Aucune piste n’est privilégiée

« Toutes les pistes sont envisagées », confiait au Parisien en juin Bruno Wallart, le commandant de la compagnie de gendarmerie de Riom (Puy-de-Dôme). Plusieurs enquêtes pour « actes de cruauté envers un animal » ont été ouvertes par Justice. Sans résultat concret jusqu’à présent. 

Un portrait-robot pourrait enfin faire avancer l’enquête. Le président d’un refuge pour animaux dans l’Yonne a pu voir deux hommes qui ont agressé deux poneys, il a été blessé au bras avec une serpette. Il assure avoir vu son agresseur à 100 %. À partir de ses renseignements, la gendarmerie de l’Yonne a diffusé un portrait-robot jeudi en fin de journée.

Le propriétaire de chevaux agressé témoigne

Le propriétaire d’un ranch de chevaux agressé dans l’Yonne, grâce auquel un portrait-robot a pu être réalisé, témoigne : « L’un m’a sauté dessus brutalement, mais j’ai pris ma canne je me suis défendu », raconte Nicolas Demajean sur BFMTV. « Pendant cinq minutes on s’est bagarrés brusquement au niveau du cabinet vétérinaire. J’ai sauvé ma peau parce qu’il était déterminé à me tuer « . Deux poneys et un cheval ont été lézardés de coups de couteau et de serpette. Un des chevaux a été lézardé de plus de 50 cm sur 10 cm d’épaisseur.

Le cheval : un symbole ?

La majorité des animaux visés sont des chevaux. Faut-il y voit un symbole ? Laurent Bègue, professeur de psychologie sociale à Grenoble, vient de mener une étude sur les actes de cruauté envers les animaux. Le cheval, explique-t-il à l’Yonne Républicaine, « est le troisième animal préféré des Français après le chat et le chien, il a une relation historique avec l’homme. Pour qui voudrait choquer la population, c’est un choix particulièrement judicieux ».

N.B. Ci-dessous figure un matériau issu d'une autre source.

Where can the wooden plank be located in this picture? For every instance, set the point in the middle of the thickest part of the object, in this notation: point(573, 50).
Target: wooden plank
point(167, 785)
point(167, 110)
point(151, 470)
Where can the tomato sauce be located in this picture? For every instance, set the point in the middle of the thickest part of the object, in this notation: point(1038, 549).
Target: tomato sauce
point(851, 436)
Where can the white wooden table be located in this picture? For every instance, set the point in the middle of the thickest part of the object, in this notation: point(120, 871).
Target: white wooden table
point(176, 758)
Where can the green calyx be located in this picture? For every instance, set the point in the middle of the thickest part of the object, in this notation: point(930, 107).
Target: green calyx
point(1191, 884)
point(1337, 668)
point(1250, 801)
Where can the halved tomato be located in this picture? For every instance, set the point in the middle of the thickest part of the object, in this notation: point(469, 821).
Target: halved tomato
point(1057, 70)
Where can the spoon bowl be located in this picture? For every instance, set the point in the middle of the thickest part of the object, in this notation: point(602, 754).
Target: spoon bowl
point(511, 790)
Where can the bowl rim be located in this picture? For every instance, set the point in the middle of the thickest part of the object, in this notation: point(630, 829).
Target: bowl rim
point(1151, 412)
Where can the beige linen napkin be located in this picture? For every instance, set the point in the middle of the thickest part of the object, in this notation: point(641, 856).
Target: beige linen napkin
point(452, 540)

La Ligue Des Animaux demande une cellule de crise sur les actes de barbaries commis sur les équidés.

Depuis l’année 2020, 13 cas de massacres auraient été déclarés.

Nous vous invitons à signer et à partager cette pétition autour de vous u270dufe0fhttps://t.co/fVbGCPijXL

— La Ligue Des Animaux ud83dudc3e (@LigueDesAnimaux) August 20, 2020

La Fédération française d’équitation invite les propriétaires de chevaux à être plus attentifs que d’habitude. Les fondations 30 millions d’amis, Brigitte Bardot et l’Ordre national des vétérinaires ont l’intention de se porter partie civile.